WM: Willi Lemke im Gespräch "Ratten gab es auch im Stadion von Werder"

Willi Lemke ist begeistert von der WM in Südafrika. Ein Gespräch mit dem UN-Sonderbeauftragten für Sport über Afrika, das Turnier und Löws Multikultitruppe.

Interview: Lars Langenau

Willi Lemke, 63, war langjähriger Manager von Werder Bremen und Senator für Bildung und später auch noch für kurze Zeit Innensenator in der Hansestadt. Seit 2008 ist er für UN-Generalsekretär Ban Ki Moon Sonderberater für Sport im Dienst von Entwicklung und Frieden. Den Job macht er für den symbolischen Beitrag von einem Euro. Seine weltweite Tätigkeit wird von der Bundesregierung mit einem Etat von 450.000 Euro unterstützt. Der "rote Willi" galt Willy Brandt als "lebender Beweis, dass Sozialdemokraten auch mit Geld umgehen können". Zu den Intimfeinden des heutigen Aufsichtsratsvorsitzenden von Werder Bremen gehört seit Jahrzehnten Bayerns Ex-Manager Uli Hoeneß. Wir sprachen mit Willi Lemke am Telefon in Kapstadt.

sueddeutsche.de: Eine freudig strahlende Angela Merkel saß beim Viertelfinalspiel Deutschland gegen Argentinien neben Südafrikas Präsident Jacob Zuma. Braucht die deutsche Öffentlichkeit solche Bilder? Oder wird da Fußball von der Politik instrumentalisiert?

Willi Lemke: Ich habe das nicht als aufgesetzt - oder als Missbrauch - empfunden und so wurde das ja auch nicht von der deutschen Nationalmannschaft gesehen. Sie ist die Kanzlerin und deshalb hat sie ein Recht, dort zu sein. Deutschland ist ja gerade auch fußballverrückt, warum darf das dann nicht Frau Merkel sein? Ich kann da an diesem Besuch nichts Despektierliches finden.

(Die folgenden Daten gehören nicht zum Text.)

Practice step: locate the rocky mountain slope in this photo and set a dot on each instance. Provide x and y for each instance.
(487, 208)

sueddeutsche.de: Neigt so eine WM dazu, dass sie grundsätzlich von der Politik okkupiert wird? In der Geschichte gibt es dazu viele Beispiele. Wie empfinden Sie das diesmal in Südafrika?

Lemke: Aus afrikanischer Sicht kann ich das überhaupt nicht bestätigen. Bei meinen Besuchen in mehreren südafrikanischen Townships habe ich den Stolz der Menschen spüren können, so ein großes Fest auszurichten. Es herrscht selbst dort eine unglaubliche Freude und ein tolles Selbstbewusstsein. Und das nicht bei der Elite, sondern bei den Bewohnern der Townships. Es kann nicht schlecht sein, wenn die Menschen lernen, dass Solidarität, wenn man etwas gemeinsam schafft, engagiert ist, zum Erfolg führen kann. Die ganze Welt schaut auf Südafrika und das ist von einer politischen Relevanz, die wir heute noch gar nicht begreifen können.